After her student days at Mt. Morris Seminary
she became a teacher, and was one of the first teachers in the public school at Forreston,
(Illinois) finally serving as assistant principal for several years. In 1868 she was
married to Henry C. Jacobs, son of Dr. Samuel J. Jacobs of Adeline, the young couple going
to Chicago to make their home. To this union were born six children, one dying in
She is survived by one daughter, Mrs. Flora J.
Arnold of Spokane, Wash., and four sons: Charles A. of Seattle, Wash., Clarence J. of
Monrovia, Calif., Mark R. of Montebello, Calif., and Amos E. of Spokane. Also six
grandchildren and three great-grandchildren one sister, Mrs. T. E. Hills of Portland,
Oregon, and a brother, N. W. Beebe of Hampton, Iowa. Her
husband passed on four years ago.
The funeral service was held at the mortician's
chapel Friday, Sept. 19. Dr. Charles Pease of the Unitarian church officiated.

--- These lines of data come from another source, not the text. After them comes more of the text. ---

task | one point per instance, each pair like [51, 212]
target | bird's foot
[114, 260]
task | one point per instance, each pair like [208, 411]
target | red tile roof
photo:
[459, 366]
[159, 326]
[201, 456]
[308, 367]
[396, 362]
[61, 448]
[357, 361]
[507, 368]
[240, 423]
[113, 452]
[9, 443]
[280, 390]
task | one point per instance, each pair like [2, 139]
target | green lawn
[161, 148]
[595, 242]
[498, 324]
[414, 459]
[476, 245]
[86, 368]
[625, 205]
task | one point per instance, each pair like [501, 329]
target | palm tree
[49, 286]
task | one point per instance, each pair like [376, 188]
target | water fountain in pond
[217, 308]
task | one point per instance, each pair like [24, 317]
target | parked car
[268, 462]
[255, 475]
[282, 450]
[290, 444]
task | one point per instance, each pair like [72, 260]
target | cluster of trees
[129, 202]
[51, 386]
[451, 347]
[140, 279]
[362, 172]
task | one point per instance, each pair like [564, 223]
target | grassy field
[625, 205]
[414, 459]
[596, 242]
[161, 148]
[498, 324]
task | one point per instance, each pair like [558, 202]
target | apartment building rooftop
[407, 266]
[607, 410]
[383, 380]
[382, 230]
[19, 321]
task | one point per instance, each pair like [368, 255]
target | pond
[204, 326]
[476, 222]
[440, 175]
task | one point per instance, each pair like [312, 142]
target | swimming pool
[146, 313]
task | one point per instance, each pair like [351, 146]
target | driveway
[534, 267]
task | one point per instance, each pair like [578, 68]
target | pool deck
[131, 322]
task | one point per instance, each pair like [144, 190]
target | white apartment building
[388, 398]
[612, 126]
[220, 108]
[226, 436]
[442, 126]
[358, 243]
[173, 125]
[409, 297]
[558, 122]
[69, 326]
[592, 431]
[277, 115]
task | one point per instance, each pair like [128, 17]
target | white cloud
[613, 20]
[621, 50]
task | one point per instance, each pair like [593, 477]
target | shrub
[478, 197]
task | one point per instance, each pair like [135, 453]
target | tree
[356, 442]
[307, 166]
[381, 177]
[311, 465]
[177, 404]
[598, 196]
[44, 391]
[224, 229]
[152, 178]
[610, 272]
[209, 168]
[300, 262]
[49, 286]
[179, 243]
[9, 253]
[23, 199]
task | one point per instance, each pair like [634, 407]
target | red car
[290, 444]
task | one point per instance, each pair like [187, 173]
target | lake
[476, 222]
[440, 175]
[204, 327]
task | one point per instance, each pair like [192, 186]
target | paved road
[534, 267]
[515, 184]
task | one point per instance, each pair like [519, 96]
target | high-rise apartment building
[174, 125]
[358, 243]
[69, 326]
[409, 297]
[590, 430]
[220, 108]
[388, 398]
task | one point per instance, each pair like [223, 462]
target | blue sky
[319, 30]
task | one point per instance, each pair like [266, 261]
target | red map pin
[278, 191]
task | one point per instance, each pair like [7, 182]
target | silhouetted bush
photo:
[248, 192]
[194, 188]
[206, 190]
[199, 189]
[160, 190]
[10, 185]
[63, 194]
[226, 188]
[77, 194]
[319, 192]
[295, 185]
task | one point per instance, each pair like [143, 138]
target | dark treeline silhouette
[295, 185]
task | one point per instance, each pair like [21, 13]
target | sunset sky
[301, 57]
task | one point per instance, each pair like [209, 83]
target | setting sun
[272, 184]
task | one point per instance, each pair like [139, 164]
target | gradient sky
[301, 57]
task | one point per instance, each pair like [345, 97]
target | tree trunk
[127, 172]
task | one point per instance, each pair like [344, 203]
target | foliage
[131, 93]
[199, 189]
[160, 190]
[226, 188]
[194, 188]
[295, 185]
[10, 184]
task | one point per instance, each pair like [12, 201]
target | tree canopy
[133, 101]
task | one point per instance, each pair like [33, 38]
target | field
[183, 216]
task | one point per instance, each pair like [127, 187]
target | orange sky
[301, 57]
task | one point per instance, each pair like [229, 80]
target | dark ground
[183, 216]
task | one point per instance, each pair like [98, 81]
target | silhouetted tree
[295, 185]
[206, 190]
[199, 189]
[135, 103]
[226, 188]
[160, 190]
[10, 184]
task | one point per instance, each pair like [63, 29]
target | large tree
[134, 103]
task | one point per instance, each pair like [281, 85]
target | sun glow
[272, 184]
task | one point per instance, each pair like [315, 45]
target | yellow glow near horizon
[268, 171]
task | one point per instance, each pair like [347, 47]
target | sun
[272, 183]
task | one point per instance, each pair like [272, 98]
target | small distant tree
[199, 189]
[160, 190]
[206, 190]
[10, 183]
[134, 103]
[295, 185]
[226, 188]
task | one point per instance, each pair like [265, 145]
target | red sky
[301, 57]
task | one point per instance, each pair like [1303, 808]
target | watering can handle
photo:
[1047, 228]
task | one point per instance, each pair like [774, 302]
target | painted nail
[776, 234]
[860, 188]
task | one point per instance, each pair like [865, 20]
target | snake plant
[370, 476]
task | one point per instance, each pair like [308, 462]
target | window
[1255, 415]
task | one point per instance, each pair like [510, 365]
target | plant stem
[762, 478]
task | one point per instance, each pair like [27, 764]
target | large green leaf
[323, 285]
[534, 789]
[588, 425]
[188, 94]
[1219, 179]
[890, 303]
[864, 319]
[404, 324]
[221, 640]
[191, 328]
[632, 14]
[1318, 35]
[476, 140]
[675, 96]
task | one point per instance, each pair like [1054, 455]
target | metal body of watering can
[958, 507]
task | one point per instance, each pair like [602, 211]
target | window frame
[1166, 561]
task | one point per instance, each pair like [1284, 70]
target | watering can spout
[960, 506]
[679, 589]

Mrs. Jacob's first active interest always lay in
her family--then in the welfare of other children, her sympathy going out to the
under-privileged and homeless. She has been "Aunt Mary" and
"Grandma" to many of all ages and conditions, and has taken joy in giving
herself in this kind of service.
The intimate friends of Mrs. Jacobs recognized
that she was of an essentially religious nature. She had a deep and abiding faith in
the power that brought her into being--that this same power would give her safe conduct on
into the future. Aside from the inspiration she received from the Book of Books she
took a deep interest in the philosophy of Emerson and for many years was an almost daily
reader of his writings. She believed religion to be a way of life, a search for and
the practice of the good life, a force evolutionary in character affecting the life of man
in his relations to his fellow man. She believed with the Apostle Paul: "Eye
hath not seen, nor ear heard, neither have entered into the heart of man the things which
God hath prepared for those that love him." It was her request that the
minister read at her services Micah, Chapter 6, verse 8: "What doth the Lord
require of thee but to do justly, and to live mercy and to walk humbly with thy God."